2 Capturado venezolano que asesinó a comerciante...
3 RT @PersoneriaVpar @PersoneriaVpar acompaña al...
4 Bueno ya sacaron la carta de "amenaza de atent...
# Firstly we would clean the text easily using our preprocess function
tweets['clean'] = tweets['Tweet'].apply(lambda x: tp.preprocess(x,
                                                                delete_emojis = False,
                                                                remove_stopwords = True,
                                                                language_stopwords = "spanish"))
tweets.head()
Tweet clean
0 RT @emilsen_manozca ¿Me regala una moneda pa u... regala moneda pa cafe venezolano no tuitero ah...
1 RT @CriptoNoticias Banco venezolano activa ser... banco venezolano activa servicio usuarios crip...
2 Capturado venezolano que asesinó a comerciante... capturado venezolano asesino comerciante merca...
3 RT @PersoneriaVpar @PersoneriaVpar acompaña al... acompa grupo especial migratorio cesar reunion...
4 Bueno ya sacaron la carta de "amenaza de atent... bueno sacaron carta amenaza atentado president...

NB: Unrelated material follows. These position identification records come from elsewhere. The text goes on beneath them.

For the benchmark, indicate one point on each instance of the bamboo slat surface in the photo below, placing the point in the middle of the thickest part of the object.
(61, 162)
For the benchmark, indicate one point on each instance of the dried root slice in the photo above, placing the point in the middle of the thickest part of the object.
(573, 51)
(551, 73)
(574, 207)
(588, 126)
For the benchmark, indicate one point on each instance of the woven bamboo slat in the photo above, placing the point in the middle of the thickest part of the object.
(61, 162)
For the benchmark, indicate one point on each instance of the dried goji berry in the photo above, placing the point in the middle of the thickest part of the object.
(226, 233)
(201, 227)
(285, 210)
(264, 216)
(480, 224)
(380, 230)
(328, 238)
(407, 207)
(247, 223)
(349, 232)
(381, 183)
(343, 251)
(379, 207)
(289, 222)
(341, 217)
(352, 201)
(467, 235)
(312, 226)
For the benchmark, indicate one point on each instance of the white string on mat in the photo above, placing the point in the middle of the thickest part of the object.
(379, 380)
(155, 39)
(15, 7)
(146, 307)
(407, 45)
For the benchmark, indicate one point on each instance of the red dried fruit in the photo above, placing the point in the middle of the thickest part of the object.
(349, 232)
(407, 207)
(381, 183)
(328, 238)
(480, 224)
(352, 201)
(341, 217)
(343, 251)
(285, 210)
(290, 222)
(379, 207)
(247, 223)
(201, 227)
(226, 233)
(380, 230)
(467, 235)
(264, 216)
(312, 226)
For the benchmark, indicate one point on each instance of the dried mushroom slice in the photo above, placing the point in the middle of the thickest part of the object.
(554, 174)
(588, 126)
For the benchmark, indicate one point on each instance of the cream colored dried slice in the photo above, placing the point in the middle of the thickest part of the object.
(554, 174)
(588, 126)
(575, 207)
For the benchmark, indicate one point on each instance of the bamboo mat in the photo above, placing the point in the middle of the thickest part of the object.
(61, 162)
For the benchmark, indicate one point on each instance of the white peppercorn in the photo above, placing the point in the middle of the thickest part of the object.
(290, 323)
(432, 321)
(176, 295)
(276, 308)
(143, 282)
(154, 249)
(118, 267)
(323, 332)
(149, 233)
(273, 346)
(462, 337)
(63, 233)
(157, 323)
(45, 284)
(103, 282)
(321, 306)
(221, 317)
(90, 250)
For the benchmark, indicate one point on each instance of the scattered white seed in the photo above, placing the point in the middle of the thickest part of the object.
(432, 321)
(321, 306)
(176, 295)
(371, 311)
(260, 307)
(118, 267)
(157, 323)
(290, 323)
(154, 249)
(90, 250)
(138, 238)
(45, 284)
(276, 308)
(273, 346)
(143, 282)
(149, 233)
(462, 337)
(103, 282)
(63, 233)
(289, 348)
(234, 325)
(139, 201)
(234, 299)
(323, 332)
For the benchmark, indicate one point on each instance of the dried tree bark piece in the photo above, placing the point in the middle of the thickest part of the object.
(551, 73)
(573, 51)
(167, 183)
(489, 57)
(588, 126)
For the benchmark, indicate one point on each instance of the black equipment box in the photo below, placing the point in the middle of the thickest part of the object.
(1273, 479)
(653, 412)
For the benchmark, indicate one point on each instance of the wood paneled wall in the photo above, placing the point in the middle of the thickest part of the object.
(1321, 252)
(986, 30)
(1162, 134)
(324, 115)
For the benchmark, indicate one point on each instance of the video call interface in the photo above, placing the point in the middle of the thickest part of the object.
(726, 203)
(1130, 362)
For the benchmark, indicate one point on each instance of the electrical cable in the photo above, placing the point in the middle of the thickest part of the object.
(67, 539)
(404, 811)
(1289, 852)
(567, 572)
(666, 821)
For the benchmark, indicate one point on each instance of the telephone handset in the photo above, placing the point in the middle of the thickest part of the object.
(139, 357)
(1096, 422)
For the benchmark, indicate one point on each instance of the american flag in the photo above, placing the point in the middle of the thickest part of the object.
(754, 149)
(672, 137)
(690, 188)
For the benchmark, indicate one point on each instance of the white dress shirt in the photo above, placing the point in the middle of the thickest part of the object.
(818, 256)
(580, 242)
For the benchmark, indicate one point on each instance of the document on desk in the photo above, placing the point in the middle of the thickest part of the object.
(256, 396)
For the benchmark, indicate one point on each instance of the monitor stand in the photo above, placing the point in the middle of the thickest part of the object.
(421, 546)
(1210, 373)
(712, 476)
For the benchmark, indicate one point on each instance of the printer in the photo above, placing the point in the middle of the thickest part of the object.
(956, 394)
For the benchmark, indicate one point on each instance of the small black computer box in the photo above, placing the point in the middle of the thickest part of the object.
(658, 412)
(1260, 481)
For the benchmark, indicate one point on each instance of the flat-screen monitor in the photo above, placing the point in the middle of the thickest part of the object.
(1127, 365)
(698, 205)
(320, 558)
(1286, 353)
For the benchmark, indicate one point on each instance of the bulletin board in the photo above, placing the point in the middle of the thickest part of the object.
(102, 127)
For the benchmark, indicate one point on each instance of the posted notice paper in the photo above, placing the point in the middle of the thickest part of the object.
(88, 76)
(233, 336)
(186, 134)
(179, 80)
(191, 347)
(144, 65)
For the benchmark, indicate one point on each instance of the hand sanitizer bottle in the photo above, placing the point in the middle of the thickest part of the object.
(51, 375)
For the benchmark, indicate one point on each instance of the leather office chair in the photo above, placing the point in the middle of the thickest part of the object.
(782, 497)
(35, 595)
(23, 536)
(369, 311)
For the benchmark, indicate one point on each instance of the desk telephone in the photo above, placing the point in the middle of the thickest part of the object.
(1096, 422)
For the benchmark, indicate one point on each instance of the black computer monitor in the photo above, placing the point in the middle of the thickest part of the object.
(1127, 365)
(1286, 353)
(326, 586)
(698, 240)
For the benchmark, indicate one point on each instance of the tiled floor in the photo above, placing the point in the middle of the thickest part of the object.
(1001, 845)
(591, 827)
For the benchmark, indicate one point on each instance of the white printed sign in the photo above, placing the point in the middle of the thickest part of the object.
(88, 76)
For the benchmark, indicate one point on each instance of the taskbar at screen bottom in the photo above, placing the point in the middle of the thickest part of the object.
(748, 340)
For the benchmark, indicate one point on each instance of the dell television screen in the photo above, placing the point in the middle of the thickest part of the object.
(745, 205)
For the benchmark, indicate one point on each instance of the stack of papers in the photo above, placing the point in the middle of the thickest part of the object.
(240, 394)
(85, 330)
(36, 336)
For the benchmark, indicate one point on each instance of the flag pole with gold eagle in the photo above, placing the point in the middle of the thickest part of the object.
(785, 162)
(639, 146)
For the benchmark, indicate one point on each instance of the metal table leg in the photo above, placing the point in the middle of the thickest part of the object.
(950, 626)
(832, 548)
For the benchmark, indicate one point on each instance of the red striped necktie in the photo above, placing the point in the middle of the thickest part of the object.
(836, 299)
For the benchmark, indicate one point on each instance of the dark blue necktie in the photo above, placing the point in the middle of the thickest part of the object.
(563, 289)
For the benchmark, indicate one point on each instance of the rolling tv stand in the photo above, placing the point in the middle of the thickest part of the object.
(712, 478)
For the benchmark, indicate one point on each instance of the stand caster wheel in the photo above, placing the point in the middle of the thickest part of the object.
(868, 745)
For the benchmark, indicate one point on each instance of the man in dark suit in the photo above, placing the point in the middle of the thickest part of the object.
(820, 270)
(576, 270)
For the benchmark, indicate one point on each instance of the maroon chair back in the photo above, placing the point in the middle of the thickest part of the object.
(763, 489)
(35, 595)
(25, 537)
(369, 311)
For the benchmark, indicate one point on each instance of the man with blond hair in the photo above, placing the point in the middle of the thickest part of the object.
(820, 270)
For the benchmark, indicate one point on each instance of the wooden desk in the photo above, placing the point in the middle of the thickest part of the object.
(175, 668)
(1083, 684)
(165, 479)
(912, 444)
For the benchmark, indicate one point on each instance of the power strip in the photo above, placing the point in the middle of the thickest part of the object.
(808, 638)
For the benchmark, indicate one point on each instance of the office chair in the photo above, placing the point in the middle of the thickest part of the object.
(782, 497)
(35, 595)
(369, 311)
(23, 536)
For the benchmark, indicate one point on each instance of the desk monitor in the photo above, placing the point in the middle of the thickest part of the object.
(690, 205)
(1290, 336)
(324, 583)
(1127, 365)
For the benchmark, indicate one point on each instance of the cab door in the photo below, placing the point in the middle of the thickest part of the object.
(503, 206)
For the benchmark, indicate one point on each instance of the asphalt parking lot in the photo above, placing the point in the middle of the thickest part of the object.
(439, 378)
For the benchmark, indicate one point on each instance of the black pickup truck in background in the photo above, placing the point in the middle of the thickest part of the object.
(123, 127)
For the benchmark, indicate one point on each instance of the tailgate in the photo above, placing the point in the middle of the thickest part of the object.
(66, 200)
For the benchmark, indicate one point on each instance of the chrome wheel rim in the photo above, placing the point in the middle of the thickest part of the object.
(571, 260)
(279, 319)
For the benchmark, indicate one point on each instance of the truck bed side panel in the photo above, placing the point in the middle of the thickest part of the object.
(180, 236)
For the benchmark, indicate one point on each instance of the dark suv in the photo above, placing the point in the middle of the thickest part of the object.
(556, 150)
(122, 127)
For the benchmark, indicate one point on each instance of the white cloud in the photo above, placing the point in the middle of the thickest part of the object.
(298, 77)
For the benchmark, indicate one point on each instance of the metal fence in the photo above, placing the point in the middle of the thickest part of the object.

In this step, we will utilize the unnest_token() function to divide each tweet into multiple rows, assigning one token to each row. This structure allows us to aggregate identical terms, thereby creating an auxiliary dataframe that acts as a dictionary for lemmas or stems.

dictionary_normalization = tp.unnest_tokens(df = tweets.copy(), input_column = "clean", id_col = None, unique = True)
dictionary_normalization
clean id
0 246
1 abajo 352, 577
2 abandonar 337, 509
3 abarrotarse 993
4 abiertos 72
... ... ...
5878 🤪 519
5879 🤬 483, 520, 908, 908
5880 🤯 615
5881 🤷 482, 736, 841, 947, 947, 947
5882 🥺 833, 851

5883 rows × 2 columns

Note that the id column represents the indices of the tweets that contain each token from the clean column. Now we can proceed using the stemmer() and lemmatizer() functions to create new columns of dictionary_normalization

# Apply spanish_lemmatizer function to lemmatize the token
dictionary_normalization["stemm"] = dictionary_normalization["clean"].apply(lambda x: tn.stemmer(token = x, language = "spanish"))

Don’t forget to download the corresponding SpaCy model for lemmatization. For Spanish lemmatization, we suggest the es_core_news_sm model:

!python -m spacy download es_core_news_sm

For English lemmatization, we suggest the en_core_web_sm model:

!python -m spacy download en_core_web_sm

To see a full list of available models for different languages, visit Spacy’s documentation

import spacy

# Load model
model_es = spacy.load("es_core_news_sm")

# Apply lemmatizer function to lemmatize the token
dictionary_normalization["lemma"] = dictionary_normalization["clean"].apply(lambda x: tn.lemmatizer(token = x, model = model_es))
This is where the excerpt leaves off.